Вот и я про то же. Вам, видимо, просто изменяет память или попросту Вы что-то перепутали. Еще раз подчеркну: кн. Шварценберг был послом в России до войны 1809 г. (я еще раз уточнил: с января по май 1809 г.), именно тогда он и договаривался о том, что русские войска в ходе приближающегося конфликта ограничатся формальным участием. После войны, с октября 1809 г. по 1812 г. Шварценберг был послом в Париже и уже договаривался об участии австрийского вспомогательного корпуса в походе на Россию. Понятно, что, находясь в Париже, ни с какой тайном миссией он в Петербурге появиться не мог. Австрия в ее положении таких кунштюков себе позволить просто не могла – приходилось держаться за стремя Наполеона.

>>О каком эпизоде мемуаров Сегюра речь?
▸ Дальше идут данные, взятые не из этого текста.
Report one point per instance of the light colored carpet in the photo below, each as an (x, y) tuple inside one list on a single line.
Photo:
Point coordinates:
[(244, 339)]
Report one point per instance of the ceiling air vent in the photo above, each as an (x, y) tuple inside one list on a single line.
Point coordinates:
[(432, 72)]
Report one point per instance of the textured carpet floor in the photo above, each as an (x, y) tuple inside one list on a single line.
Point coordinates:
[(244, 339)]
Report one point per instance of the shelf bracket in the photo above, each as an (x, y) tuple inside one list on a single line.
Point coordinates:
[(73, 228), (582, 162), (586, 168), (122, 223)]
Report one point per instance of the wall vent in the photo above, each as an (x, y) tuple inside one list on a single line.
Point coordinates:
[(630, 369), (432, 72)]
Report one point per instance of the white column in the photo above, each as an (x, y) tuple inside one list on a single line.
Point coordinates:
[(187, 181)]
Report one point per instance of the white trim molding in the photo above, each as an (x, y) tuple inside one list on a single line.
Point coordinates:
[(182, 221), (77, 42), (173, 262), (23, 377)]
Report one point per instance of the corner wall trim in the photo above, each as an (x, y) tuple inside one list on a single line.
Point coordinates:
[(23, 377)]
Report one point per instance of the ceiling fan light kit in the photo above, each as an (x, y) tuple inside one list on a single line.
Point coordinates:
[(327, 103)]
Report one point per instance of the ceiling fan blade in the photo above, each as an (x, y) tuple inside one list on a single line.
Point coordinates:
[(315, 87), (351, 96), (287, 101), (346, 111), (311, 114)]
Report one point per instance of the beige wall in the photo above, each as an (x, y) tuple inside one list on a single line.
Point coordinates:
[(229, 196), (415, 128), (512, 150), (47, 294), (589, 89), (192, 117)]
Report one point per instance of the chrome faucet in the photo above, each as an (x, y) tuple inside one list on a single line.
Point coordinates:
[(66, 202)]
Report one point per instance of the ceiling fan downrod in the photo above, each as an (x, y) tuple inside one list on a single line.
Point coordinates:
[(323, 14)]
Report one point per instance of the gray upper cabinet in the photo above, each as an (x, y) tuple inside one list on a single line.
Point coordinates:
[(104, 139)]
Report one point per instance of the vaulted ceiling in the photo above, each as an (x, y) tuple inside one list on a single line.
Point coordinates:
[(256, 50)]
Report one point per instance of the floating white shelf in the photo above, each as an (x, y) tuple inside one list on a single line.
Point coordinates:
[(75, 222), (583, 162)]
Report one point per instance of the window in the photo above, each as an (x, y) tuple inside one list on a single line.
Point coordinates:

Что-то я не припомню там недовольства французов условиями мира.

>эпизод и Тильзитском мире

Вам, видимо, придется показать мне пальцем. Ибо при всем старании, я обнаружил у Сегюра лишь единственный эпизод, посвященный Тильзитскому миру и подходящий под Ваши признаки (благо Сегюра полно в сети в электронном виде). Вот он: «Своими уступками в Тильзите, за счет Пруссии, Швеции и Турции, Наполеон приобрел благосклонность только одного Александра, но этот трактат был результатом поражения России и датой ее подчинения континентальной системе. Он задевал также честь русских, что было понято лишь некоторыми, и их интересы, что было понято всеми». Только в этом эпизоде речь идет вовсе не о недовольстве французов, а о недовольстве русских, что понятно и без Сегюра. Французы же были несказанно довольны Тильзитским миром, ибо он завершил одну из самых тяжелых кампаний – первую польскую. Так что, Вам придется либо привести иные свидетельства, либо отказаться от своего по-моему не совсем адекватного действительности утверждения о том, что французские офицеры «Тильзит считали позором, который нужно смыть ...». Французские же солдаты так вообще считали, что война 1812 г. началась из-за сахара и кофе.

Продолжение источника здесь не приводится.